Михаил Лебедев - Бремя государево (сборник)
Несколько рослых красавцев, сверкая золочеными доспехами, подбежали к Рогачу, сорвали с него меч и кольчугу, выхватили из-за пояса кистень, из-за голенища нож-засапожник, раздели его донага и, обыскав всего кругом, приказали ему снова одеться, после чего обезоруженный новгородец введен был во временное жилище Тамерлана.
В первом от входа отделении шатра, освещенном пятью лампадами, толпились множество придворных служителей, ходивших с такою осторожностью, что полет мухи был явственно слышен.
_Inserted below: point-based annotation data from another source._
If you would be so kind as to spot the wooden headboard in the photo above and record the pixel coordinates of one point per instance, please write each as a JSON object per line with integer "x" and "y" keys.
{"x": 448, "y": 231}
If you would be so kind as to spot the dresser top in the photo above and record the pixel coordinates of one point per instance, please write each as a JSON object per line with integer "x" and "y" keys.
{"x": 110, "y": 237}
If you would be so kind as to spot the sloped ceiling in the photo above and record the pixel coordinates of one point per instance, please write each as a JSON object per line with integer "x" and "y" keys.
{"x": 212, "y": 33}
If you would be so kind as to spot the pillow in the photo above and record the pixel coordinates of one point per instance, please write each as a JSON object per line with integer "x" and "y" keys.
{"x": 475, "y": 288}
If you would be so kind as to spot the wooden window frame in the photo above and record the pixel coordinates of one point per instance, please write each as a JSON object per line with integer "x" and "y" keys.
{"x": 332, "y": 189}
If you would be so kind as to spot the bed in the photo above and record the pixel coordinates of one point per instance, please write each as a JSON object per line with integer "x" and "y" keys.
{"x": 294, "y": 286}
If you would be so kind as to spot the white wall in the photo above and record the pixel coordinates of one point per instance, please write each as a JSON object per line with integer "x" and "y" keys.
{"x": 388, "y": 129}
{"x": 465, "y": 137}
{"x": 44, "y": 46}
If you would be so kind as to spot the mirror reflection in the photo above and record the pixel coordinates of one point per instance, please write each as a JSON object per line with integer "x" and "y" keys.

Князь Бартом молча прошел вперед, к роскошно вышитому ковру, висевшему на золоченых столбах, и махнул рукой стоявшим у ковра евнухам, облеченным в какие-то фантастические одеяния, с белыми тюрбанами на головах.
Евнухи ловко приподняли край ковра, и князь Бартом с Рогачом очутились в богато убранном помещении, озаренном ярким светом лампад, висевших по всем направлениям. По сторонам шли ряды пышных шелковых подушек, наложенных одна на другую, а на подушках возлежало до десятка молодых женщин поразительной красоты. Многие имели на себе такую прозрачную одежду, что сквозь нее просвечивало тело. Хан Тимур, в просторном шелковом халате, с зеленым тюрбаном на голове, небрежно сидел на дорогих пуховых коврах рядом с самою любимою своей женой и, казалось, пронизал острым взглядом Бартома и смельчака русского, упавших на колени при входе.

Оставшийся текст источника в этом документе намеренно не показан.